Tuesday, November 27, 2001

Despite inspiring a veritable library of books, Franklin D. Roosevelt remains arguably the most elusive of American presidents, a man who seemed to take pride even in deceiving himself. Chief speechwriter Robert Sherwood lamented, “I could never really understand what was going on in Roosevelt’s heavily forested interior.” Cabinet officer Harold Ickes complained to FDR that “you won’t talk frankly even with people who are loyal to you.”
In “Roosevelt’s Secret War: FDR and World War II Espionage,” Joseph Persico cites these characteristics to argue: “Few leaders have been better suited by nature and temperament for the anomalies of secret warfare than FDR.” At face value, Mr. Persico’s thesis is sound. People who know the spy business will cheerfully concede that a good intelligence operative could easily pursue a career as a con man.
Oddly, however, Mr. Persico’s study of FDR’s oversight of American intelligence operations during World War II proves the opposite of his stated thesis. FDR’s manipulation and deceit were employed chiefly in the bureaucratic wars between competing American agencies. His greatest failure, implied though unstated by Mr. Persico, was that he lacked the political courage to create a coordinated intelligence service and halt the incessant bickering between the three major competing entities military intelligence, the FBI, and the Office of Strategic Services (OSS), the latter a wartime creation.
When war loomed, Roosevelt did realize that the nation needed more in the way of intelligence. The Army had less than 70 intelligence officers to cover the entire world, and the head of naval intelligence said that a “real undercover foreign intelligence service … does not exist.” FDR’s cautious answer was creation of what became the OSS, largely at the urging of William Donovan, a World War I hero turned corporate lawyer. Gen. Donovan’s ambition was to run a coordinated intelligence service that would draw upon all sources of information.
Such did not happen, and Mr. Persico rightly assigns some of the blame to Gen. Donovan himself. OSS’ problems began with defeats by two masters of bureaucratic infighting. Gen. Douglas MacArthur ordered his Pacific theater off-limits to OSS. J. Edgar Hoover, the FBI director, muscled OSS out of Latin America. But a more formidable opponent was Gen. George Veazey Strong, the chief of Army intelligence, a cavalryman who embodied the traditional military’s disdain for “special operations” and who considered OSS to be a “bunch of socially connected amateurs.”
Among other things, Gen. Strong did not trust OSS to keep secrets, and Mr. Persico relates a story that suggests his fears were justified. In the spring of 1942, Gen. Donovan had a wide-ranging talk with a Polish diplomat in Washington named Count Mohl. The United States, he said, trusted the Soviet Union to hold out against the Germans until American arms production tilted the war in the Allies’ favor. Hence there would be no invasion of Europe that summer, as was widely rumored; instead, the Americans and British “would spread reports of ostensibly planned large scale operations in order to mislead Germany.”
The information promptly went to Berlin, where a report found in foreign ministry files after the war traced the indiscretion to Gen.

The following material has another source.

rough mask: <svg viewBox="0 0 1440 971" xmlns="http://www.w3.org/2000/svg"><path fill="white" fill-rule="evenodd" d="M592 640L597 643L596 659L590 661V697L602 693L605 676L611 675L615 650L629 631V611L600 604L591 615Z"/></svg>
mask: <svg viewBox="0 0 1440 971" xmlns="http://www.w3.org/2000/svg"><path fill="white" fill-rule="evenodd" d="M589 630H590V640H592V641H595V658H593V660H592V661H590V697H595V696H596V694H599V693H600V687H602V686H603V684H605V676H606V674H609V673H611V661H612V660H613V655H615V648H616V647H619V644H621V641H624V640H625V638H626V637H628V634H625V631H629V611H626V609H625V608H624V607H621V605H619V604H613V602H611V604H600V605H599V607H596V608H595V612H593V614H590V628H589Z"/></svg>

Donovan. Luckily for him, none of his many enemies “ever knew during the war of this loose-tongued blunder.”
Gen. Donovan besieged FDR with memos, a dozen or more a day. One related a scheme mindful of the CIA’s 1960s plot to de-beard Fidel Castro: Introduce female hormones into Adolf Hitler’s diet, “raising his voice, swelling his breasts, and causing his mustache to fall out.” Mr. Persico laments that the “half-baked quality of many of Donovan’s ideas and the distracting turf battles” with defense officials and the FBI, among others, obscured solid accomplishments such as the Swiss-based operation run by Allen Dulles, who would become director of central intelligence in the 1960s. (Mr. Persico, for the record, is not an OSS-basher. He is also the author of “Piercing the Reich,” about the penetration of Nazi Germany by OSS agents.)
Mr. Persico’s book is sprightly written and well-sourced, and even though some of the ground he covers is well-trod, he provides an entertaining read. I offer only one serious quibble. Mr. Persico repeats the hoary and long discredited statement attributed to Secretary of State Henry Stimson when he shut down the department’s code-breaking operation in 1929: “Gentlemen do not read each other’s mail.” Stimson might have entertained such a thought but he never said it.
What contribution did intelligence make to the ultimate victory? The most important intelligence coup was the use of Magic intercepts to defeat the Japanese fleet at Midway, the pivotal victory in the Pacific war. Nonetheless, as Mr. Persico concludes, “In the end, wars are not won by spies pilfering documents or math professors cracking codes. They are won by forces engaged in bloodletting …”

Joseph C. Goulden is finishing his book, “Lawyers, Inc.,” on the modern legal profession.